The bill alleges that the plaintiffs are taxpayers. The answer of Mr. and Mrs. Riggs (which is the only one we will refer to) admits that Mr. Winterode is a taxpayer, but alleges that they have caused the records to be examined and have failed to discover that Mr. and Mrs. McLean are, and on that information they deny that they are. As a copy of the deed to Mrs. McLean is filed and it may be that the property had not been transferred on the tax books, but she was in fact a taxpayer as alleged in the bill, we will assume that allegation to be sufficiently established. The object of the proceedings is, briefly stated, to prevent the surrender or abandonment by the county authorities of a road which formerly ran through the farm of Riggs, claimed to be a county road, to prohibit the opening up or recognition of two other roads through the Riggs farm in lieu thereof, to stop the further expenditure of money collected from the taxpayers on those two roads, and to require Riggs to remove the fences built by him on the old road and to restore it to its former condition. The case was very fully and ably argued by the respective solicitors, and many questions were discussed, but those most relied on by the plaintiffs (the appellees) are stated in their brief to be;

First.
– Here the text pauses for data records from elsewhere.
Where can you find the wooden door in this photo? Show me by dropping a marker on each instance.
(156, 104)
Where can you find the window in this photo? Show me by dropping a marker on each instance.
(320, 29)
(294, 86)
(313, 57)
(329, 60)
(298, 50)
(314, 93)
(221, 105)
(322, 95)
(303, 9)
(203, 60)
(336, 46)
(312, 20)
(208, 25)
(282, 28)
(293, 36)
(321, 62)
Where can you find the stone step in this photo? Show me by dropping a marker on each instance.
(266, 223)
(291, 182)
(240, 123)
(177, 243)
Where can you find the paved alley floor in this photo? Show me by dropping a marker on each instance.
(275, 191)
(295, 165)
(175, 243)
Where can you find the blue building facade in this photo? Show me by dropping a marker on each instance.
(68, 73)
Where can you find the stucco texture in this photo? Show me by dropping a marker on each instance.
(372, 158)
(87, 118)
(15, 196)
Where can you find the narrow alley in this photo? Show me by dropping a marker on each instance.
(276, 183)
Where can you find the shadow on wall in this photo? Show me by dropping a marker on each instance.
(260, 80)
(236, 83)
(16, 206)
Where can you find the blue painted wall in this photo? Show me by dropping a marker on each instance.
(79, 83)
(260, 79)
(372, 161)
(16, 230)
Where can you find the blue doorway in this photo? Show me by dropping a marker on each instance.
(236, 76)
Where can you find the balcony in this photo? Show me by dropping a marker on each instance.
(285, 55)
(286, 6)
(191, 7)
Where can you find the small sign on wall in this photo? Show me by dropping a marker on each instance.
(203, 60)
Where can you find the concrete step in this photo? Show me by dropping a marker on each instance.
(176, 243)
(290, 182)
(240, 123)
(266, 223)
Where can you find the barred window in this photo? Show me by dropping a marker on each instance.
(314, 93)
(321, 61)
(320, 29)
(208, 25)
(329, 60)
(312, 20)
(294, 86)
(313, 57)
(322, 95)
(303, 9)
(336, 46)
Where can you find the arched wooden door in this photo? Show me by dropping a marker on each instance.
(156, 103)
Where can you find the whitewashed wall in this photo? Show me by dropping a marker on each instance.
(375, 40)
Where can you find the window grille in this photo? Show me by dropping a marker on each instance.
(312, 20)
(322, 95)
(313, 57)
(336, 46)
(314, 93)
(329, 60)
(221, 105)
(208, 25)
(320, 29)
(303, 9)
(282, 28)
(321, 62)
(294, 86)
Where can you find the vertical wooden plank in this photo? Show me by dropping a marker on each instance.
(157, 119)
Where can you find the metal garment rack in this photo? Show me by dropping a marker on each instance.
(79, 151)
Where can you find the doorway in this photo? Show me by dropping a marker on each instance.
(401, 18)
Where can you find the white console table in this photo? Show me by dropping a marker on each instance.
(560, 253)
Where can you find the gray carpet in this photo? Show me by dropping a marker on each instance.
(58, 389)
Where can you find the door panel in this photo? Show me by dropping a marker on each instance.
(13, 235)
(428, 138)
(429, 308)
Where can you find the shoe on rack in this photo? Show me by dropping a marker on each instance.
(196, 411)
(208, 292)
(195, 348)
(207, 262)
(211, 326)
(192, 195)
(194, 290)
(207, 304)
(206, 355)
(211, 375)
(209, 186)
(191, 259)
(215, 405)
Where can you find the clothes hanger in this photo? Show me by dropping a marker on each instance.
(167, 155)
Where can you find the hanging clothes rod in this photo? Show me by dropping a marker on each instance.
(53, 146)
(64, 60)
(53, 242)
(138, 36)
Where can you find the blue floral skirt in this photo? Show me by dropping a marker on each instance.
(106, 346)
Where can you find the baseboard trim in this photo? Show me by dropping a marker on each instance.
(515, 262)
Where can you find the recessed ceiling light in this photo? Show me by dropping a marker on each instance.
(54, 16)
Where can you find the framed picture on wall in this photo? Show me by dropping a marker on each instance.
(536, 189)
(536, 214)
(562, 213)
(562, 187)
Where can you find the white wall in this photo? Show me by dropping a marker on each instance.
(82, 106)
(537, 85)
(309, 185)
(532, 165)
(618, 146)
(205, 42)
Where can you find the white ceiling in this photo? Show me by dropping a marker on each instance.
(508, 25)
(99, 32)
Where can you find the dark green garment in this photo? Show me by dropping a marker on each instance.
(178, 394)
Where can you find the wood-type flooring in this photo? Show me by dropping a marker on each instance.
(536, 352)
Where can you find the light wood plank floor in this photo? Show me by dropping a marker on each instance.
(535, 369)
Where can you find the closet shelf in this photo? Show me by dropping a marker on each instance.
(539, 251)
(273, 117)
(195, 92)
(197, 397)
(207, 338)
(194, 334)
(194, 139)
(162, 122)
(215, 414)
That the County Commissioners had no power to enter into the agreement of September 11th, 1901, filed as an exhibit with the bill — that it was ultra vires and acts done in pursuance thereof are void.

Second. That if that agreement was a valid exercise of the powers of the County Commissioners, the roads described in the notice, published as the first step in the proceedings, have never been laid out, but the two new roads are entirely different and no notice, as prescribed by law, has ever been given for them as actually constructed.

Third. That the old road could not be closed without the appointment of examiners.

Fourth. That if that be not necessary, the proceedings taken did not operate to legally close the old road.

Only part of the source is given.